Why does it seem that the tutorial I followed, requires the owner of the DocuSign account to login and grant rights? I had to do something similar to https://account-d.docusign.com/oauth/auth?response_type=code&scope=signature&client_id=5665656-3506-46fa-b46d-f6acf3b59268&redirect_uri=https://www.google.com and I got a code in return....but how am I even suppose to implement this for my web app?

  1. How do I get the auth code in the background....meaning...I cant have all users go to this URL...am I supposed to do it via ajax GET? I was able to use a correctly formatted URL, but I got the response by visiting the URL in my browser...how can I do this programmatically?

  2. I dont get the granting rights part....because there is no way this would be practical where all the users would have to know my private DocuSign account info?

  3. Of the (3) oauth methods, which is best for my scenario? Authorization Code Grant, Implicit Grant, or JWT Grant

1
docusignapi

1 Answers

0
votes

  1. Auth Code Grant was meant for interactive scenarios. It requires UI and a web interface. It cannot be used without UI. Once you have the initial access token, there's a refresh token to be able to obtain a new one without UI, but the initial call requires UI.

  2. The users don't have to know your account info, your account info may not be relevant. The user grant a right to your app/integration to make API calls. That is not your account, it is different.

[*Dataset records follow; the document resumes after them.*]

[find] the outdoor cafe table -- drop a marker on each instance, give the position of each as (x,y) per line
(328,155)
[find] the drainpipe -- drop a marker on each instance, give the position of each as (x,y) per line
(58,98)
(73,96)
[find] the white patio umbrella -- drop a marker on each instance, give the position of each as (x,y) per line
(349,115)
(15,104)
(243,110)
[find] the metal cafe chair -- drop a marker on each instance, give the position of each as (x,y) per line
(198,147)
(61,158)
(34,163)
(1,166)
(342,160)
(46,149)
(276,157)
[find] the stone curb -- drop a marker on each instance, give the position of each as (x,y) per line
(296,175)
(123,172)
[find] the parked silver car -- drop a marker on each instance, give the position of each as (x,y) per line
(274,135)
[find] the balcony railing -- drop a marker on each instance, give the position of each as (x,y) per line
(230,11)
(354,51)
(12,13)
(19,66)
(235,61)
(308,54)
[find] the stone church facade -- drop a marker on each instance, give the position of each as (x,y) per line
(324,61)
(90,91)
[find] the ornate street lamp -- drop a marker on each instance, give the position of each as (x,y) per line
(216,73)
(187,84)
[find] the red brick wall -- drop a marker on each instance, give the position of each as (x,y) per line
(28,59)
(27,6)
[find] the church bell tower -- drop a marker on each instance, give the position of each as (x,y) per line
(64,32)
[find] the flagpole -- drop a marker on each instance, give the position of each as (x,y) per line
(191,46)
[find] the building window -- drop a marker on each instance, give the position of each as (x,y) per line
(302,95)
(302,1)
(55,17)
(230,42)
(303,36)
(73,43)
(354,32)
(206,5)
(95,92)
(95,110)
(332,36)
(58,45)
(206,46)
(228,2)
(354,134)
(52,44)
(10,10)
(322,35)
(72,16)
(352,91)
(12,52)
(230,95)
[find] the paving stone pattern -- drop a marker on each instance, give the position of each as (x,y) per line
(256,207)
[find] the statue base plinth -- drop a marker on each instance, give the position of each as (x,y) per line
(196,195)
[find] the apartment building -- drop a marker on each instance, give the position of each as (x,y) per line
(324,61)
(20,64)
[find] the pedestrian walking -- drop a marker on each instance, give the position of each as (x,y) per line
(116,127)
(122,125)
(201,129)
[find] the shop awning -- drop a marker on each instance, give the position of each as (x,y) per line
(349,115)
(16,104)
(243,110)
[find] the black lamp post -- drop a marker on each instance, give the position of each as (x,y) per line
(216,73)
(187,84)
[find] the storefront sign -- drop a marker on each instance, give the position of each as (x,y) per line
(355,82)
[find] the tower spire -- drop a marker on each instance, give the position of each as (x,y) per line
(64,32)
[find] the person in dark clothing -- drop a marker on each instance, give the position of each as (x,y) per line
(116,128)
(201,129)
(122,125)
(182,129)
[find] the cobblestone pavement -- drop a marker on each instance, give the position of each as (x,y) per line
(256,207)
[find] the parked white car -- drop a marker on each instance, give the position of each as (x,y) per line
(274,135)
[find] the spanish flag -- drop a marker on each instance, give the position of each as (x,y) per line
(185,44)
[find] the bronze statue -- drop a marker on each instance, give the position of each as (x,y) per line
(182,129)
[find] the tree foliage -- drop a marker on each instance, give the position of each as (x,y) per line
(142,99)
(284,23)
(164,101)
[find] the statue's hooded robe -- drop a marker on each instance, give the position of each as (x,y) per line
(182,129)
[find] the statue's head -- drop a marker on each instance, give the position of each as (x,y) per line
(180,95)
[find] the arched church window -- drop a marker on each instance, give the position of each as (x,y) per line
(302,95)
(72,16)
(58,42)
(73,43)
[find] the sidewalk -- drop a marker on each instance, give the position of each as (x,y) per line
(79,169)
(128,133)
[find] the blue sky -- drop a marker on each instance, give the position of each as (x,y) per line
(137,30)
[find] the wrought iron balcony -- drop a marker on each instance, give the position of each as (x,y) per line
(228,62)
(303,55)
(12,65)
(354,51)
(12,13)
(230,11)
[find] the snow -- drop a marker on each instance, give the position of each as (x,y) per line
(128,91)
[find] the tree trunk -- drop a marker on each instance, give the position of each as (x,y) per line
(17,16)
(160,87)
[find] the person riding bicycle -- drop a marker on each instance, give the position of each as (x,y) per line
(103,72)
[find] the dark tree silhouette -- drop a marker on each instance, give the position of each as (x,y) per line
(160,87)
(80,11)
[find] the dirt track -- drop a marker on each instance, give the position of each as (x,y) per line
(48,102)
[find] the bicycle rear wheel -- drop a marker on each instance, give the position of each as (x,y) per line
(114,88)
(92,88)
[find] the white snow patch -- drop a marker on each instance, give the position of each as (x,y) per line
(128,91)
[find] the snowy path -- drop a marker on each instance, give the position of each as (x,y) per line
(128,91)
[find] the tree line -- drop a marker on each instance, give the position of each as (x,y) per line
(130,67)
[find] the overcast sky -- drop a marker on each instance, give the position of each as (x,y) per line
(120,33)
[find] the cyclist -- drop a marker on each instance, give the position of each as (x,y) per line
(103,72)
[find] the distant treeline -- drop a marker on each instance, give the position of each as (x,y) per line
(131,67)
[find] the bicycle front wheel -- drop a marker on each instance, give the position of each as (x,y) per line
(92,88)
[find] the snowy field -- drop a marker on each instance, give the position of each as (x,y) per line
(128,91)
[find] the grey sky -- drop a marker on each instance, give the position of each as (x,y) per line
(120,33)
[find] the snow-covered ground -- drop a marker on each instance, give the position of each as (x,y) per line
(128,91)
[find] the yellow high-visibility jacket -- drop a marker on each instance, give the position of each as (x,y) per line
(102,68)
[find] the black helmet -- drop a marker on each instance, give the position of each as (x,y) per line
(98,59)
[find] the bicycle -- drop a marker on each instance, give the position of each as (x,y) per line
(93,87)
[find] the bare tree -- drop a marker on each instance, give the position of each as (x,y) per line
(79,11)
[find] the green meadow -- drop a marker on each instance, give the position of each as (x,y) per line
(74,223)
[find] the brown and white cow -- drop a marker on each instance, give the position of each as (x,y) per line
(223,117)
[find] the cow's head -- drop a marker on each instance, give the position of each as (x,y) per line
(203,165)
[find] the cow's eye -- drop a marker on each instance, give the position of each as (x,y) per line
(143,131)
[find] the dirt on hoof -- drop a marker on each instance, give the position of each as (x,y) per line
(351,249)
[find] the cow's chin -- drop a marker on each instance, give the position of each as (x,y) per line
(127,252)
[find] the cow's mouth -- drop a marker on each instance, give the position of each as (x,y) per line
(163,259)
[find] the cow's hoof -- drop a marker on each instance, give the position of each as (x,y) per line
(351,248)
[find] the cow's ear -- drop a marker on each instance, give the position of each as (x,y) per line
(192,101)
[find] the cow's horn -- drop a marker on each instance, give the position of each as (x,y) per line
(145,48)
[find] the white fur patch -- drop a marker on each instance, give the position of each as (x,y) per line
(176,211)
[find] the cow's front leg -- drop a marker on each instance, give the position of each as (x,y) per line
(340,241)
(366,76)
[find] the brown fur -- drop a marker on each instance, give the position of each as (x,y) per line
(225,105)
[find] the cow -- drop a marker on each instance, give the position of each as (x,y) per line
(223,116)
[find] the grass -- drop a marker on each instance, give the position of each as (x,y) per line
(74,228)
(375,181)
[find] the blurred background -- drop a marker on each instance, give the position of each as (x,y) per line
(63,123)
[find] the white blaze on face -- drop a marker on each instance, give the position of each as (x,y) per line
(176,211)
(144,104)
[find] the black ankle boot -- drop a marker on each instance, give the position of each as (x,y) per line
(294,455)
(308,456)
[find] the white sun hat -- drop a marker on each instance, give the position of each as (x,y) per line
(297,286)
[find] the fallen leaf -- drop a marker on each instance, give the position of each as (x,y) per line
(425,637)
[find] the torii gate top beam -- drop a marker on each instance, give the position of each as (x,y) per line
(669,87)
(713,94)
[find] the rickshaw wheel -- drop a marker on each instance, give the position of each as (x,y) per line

It's a clientId/integration key that you use your account to create, but it can be used with any DocuSign user/account.

  3. JWT would allow for what you asked in #1 but only after a one-time consent was provided (What you asked in #2) by the end-user. You have to do that for users to enable DocuSign to make API calls on their behalf.

Final word, signers do not need an account in DocuSign. I don't know what you're building, but if your end-user just signs - they don't need an account and a lot of 1-3 is moot.